No name change for ‘Pieter Schelte’

UK’s maritime workers union yesterday slammed a decision by Shell to hire the Allseas’ ‘Pieter Schelte’ vessel for the Brent field decommissioning project.

The vessel was named after the late father of Edward Heerema, the owner of Allseas.

The unions are outraged by the fact that the vessel bears the name of the late Pieter Schelte who was a Waffen-SS officer and was imprisoned after the second world war. Both RMT and Unite have called for the vessel to have the name changed or not to work in the UK North Sea at all.

Offshore Energy Today contacted Allseas asking for a comment on these actions by the union.

In the response Allseas said that there is no intention to change the name of the vessel. In addition, the company provided a letter signed by the company’s owner, Edward Heerema, where he explains the rationale behind the decision to name the vessel after his late father.

Read the full letter below:

After a career as a civil contractor in Venezuela since 1947, Pieter Schelte Heerema, born in 1908, moved to The Netherlands and entered the North Sea with a crane ship for oil platform installation. He developed his company further until his death in 1981. By that time he had built several technically innovative crane vessels and became known as the pioneer of the offshore construction industry, making the installation of large platforms in the rough North Sea possible.

He installed the majority of all large offshore platforms in that area. He was widely respected by the oil companies. The technical creativity and entrepreneurship of Pieter Schelte Heerema were an example for his son Edward (born 1947) from the time he was a child up to the eight years that he worked for his father in the Heerema company. This example laid the foundation for Allseas, the company which Edward formed in 1985, three years after his father’s death.

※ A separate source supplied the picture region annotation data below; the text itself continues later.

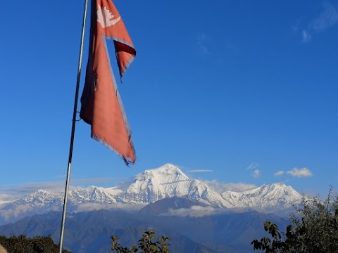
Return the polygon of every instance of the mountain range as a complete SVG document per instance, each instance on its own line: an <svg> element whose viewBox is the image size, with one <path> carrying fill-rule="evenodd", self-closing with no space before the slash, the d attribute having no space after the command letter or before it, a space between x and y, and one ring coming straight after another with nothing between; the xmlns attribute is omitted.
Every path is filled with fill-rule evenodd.
<svg viewBox="0 0 338 253"><path fill-rule="evenodd" d="M261 212L285 209L300 202L302 196L282 183L263 185L242 193L217 193L207 183L190 179L177 167L166 164L137 174L126 190L116 187L72 188L68 212L98 209L137 210L156 201L179 197L204 204L206 208L250 208ZM27 216L62 210L63 193L40 189L23 198L2 204L0 225ZM1 202L1 200L0 200ZM215 211L216 212L216 211ZM219 212L219 211L217 211Z"/></svg>
<svg viewBox="0 0 338 253"><path fill-rule="evenodd" d="M283 231L288 221L278 215L301 198L282 183L217 191L167 164L136 175L123 189L71 188L65 247L106 252L111 235L130 246L151 228L170 238L173 252L248 252L252 240L265 235L263 222L276 222ZM15 201L0 200L0 235L51 235L58 242L63 200L63 193L44 189Z"/></svg>

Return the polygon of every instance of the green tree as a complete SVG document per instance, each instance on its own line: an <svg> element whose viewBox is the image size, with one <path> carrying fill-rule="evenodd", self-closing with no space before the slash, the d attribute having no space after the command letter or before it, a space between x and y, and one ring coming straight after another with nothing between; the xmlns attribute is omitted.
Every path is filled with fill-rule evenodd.
<svg viewBox="0 0 338 253"><path fill-rule="evenodd" d="M327 197L303 197L301 207L290 220L292 223L281 236L278 227L270 221L264 223L270 234L251 245L255 250L280 253L338 252L338 197L332 197L330 188Z"/></svg>
<svg viewBox="0 0 338 253"><path fill-rule="evenodd" d="M0 245L9 253L58 253L58 245L54 244L51 235L28 238L24 235L11 235L9 238L0 236ZM63 253L71 253L63 249Z"/></svg>
<svg viewBox="0 0 338 253"><path fill-rule="evenodd" d="M137 246L132 246L130 248L122 246L118 242L118 237L113 235L111 238L111 253L134 253L139 252L143 253L169 253L168 243L170 238L165 235L162 235L158 240L156 240L157 237L154 230L146 229L142 235L142 238L139 240Z"/></svg>

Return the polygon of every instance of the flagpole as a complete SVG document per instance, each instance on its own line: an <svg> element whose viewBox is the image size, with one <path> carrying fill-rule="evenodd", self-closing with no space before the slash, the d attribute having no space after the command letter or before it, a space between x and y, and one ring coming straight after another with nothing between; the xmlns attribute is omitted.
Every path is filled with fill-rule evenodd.
<svg viewBox="0 0 338 253"><path fill-rule="evenodd" d="M77 69L77 79L76 81L75 98L74 100L74 110L73 112L72 133L70 135L70 144L69 146L68 167L67 169L67 178L65 180L65 197L63 200L63 209L62 212L61 229L60 231L60 247L59 253L62 253L63 245L63 234L65 231L65 213L67 211L67 200L68 198L69 181L70 180L70 170L72 168L73 148L74 146L74 136L75 134L76 115L77 112L77 100L79 99L80 78L81 76L81 65L82 64L83 42L84 41L84 30L86 27L87 10L88 7L88 0L84 1L84 8L83 11L82 31L81 33L81 42L80 46L79 66Z"/></svg>

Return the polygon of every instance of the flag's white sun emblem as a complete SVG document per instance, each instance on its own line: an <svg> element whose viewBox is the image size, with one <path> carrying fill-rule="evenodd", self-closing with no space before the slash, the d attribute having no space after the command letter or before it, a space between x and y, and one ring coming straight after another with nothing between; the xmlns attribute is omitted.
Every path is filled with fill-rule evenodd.
<svg viewBox="0 0 338 253"><path fill-rule="evenodd" d="M97 10L97 22L102 25L102 27L106 28L113 26L121 19L121 17L114 18L115 15L113 15L106 7L102 8L102 7L99 5L99 9Z"/></svg>

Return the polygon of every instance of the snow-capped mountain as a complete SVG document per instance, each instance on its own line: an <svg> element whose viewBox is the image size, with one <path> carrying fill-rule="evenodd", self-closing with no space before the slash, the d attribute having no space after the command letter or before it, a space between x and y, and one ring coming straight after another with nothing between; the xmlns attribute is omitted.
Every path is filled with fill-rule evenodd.
<svg viewBox="0 0 338 253"><path fill-rule="evenodd" d="M225 207L222 197L199 180L189 179L178 167L167 164L148 169L136 176L127 189L125 198L151 203L165 197L184 197L217 207Z"/></svg>
<svg viewBox="0 0 338 253"><path fill-rule="evenodd" d="M299 204L301 195L291 186L283 183L263 185L256 189L243 193L226 191L222 197L228 203L229 207L256 207L267 209L272 207L280 208L291 207Z"/></svg>
<svg viewBox="0 0 338 253"><path fill-rule="evenodd" d="M15 201L2 202L0 205L0 224L15 221L25 216L61 211L63 194L63 192L39 190ZM68 212L135 209L172 197L199 201L213 207L245 207L262 210L288 208L293 204L299 203L301 200L299 193L282 183L263 185L242 193L226 191L219 194L206 183L189 178L177 167L167 164L137 175L126 190L115 187L71 188Z"/></svg>

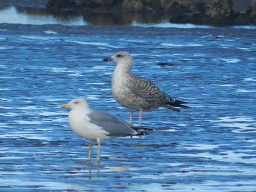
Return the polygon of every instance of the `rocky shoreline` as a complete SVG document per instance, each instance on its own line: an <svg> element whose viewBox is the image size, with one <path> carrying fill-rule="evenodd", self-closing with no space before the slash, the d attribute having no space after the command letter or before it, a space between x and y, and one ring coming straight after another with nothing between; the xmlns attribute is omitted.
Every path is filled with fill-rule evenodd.
<svg viewBox="0 0 256 192"><path fill-rule="evenodd" d="M53 14L73 10L114 20L132 14L147 15L148 22L164 15L172 23L256 24L256 0L49 0L46 8Z"/></svg>

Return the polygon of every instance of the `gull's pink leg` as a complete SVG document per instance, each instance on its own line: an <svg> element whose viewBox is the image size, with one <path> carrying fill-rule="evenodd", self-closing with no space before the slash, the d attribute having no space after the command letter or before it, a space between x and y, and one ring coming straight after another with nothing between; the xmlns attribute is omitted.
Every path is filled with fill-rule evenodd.
<svg viewBox="0 0 256 192"><path fill-rule="evenodd" d="M133 109L131 109L131 113L130 113L130 120L129 121L129 124L131 124L131 123L132 123L132 116L133 116Z"/></svg>

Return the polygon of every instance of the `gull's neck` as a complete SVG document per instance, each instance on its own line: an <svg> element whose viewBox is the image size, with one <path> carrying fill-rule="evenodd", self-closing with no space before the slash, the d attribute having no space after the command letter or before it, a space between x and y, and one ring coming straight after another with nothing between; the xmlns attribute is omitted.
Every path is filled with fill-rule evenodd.
<svg viewBox="0 0 256 192"><path fill-rule="evenodd" d="M91 109L90 109L88 107L82 106L82 107L77 107L74 109L72 109L70 111L70 113L87 115L87 114L91 113L92 111L92 110Z"/></svg>
<svg viewBox="0 0 256 192"><path fill-rule="evenodd" d="M125 62L119 62L116 63L115 68L114 74L122 74L128 75L131 74L131 68L132 65L132 61L127 61Z"/></svg>

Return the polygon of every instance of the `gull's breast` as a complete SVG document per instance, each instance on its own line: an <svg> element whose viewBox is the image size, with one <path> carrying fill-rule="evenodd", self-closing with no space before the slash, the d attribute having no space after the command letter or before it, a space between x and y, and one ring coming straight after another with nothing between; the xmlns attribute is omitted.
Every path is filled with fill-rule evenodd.
<svg viewBox="0 0 256 192"><path fill-rule="evenodd" d="M99 141L110 138L107 131L90 122L90 118L85 115L81 115L79 111L70 112L68 122L73 131L82 138Z"/></svg>

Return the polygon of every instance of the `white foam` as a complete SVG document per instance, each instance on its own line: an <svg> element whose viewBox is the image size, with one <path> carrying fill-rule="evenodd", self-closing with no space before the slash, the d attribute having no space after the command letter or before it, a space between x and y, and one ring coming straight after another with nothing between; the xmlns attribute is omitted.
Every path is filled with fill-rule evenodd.
<svg viewBox="0 0 256 192"><path fill-rule="evenodd" d="M28 15L19 12L14 6L0 10L0 23L21 24L61 24L67 26L84 26L88 24L83 17L77 17L74 20L61 20L52 15Z"/></svg>
<svg viewBox="0 0 256 192"><path fill-rule="evenodd" d="M236 92L241 92L241 93L254 93L256 92L256 90L247 90L244 89L237 89Z"/></svg>
<svg viewBox="0 0 256 192"><path fill-rule="evenodd" d="M58 34L57 32L52 30L44 31L44 32L46 34L54 34L54 35Z"/></svg>
<svg viewBox="0 0 256 192"><path fill-rule="evenodd" d="M245 78L244 80L244 81L256 81L256 77L248 77L248 78Z"/></svg>
<svg viewBox="0 0 256 192"><path fill-rule="evenodd" d="M141 28L179 28L179 29L191 29L191 28L201 28L201 29L211 29L214 28L213 26L205 25L195 25L192 24L173 24L165 21L161 23L157 24L141 24L138 22L133 22L131 25L134 27Z"/></svg>
<svg viewBox="0 0 256 192"><path fill-rule="evenodd" d="M95 46L106 46L108 45L108 44L102 42L85 42L81 41L70 41L70 42L79 44L81 45L95 45Z"/></svg>
<svg viewBox="0 0 256 192"><path fill-rule="evenodd" d="M163 46L166 47L202 47L204 45L198 44L161 44Z"/></svg>
<svg viewBox="0 0 256 192"><path fill-rule="evenodd" d="M236 26L232 28L234 29L256 29L256 26Z"/></svg>
<svg viewBox="0 0 256 192"><path fill-rule="evenodd" d="M239 61L241 61L241 60L239 60L239 59L223 58L223 59L221 59L221 60L224 61L226 61L228 63L238 63Z"/></svg>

The building of the single-lift ship “Pieter Schelte” marks a technical breakthrough in installation and clean and safe removal of oil platforms world-wide. It is precisely Edward’s acknowledgement of his father’s creativity and entrepreneurship that led to the choice of the name of the ship, already in 1987. As the son, engineer and entrepreneur, Edward builds on the foundations that his father laid, and which made him the engineer he is today.

The wartime past of Pieter Schelte Heerema remains difficult and painful for his family, and for many others. Edward has expressly disassociated himself from his father’s sympathies in the Second World War. The naming of the vessel reflects what the late Pieter Schelte Heerema has accomplished in the field of construction, which has been of great significance to the development of offshore oil and gas production until the present day.
Edward Heerema, February 2nd , 2015

 

 

Update: February 4, 2014 6:37 p.m. CET

When asked to comment on the unions’ request for the vessel’s name to be changed, a Shell spokesperson told Offshore Energy Today that issue is “very much a matter of Allseas,” adding that the vessel is the best one for the Brent field decommissioning job.

The spokesperson wouldn’t comment on possible effects of these actions on the contract with Allseas.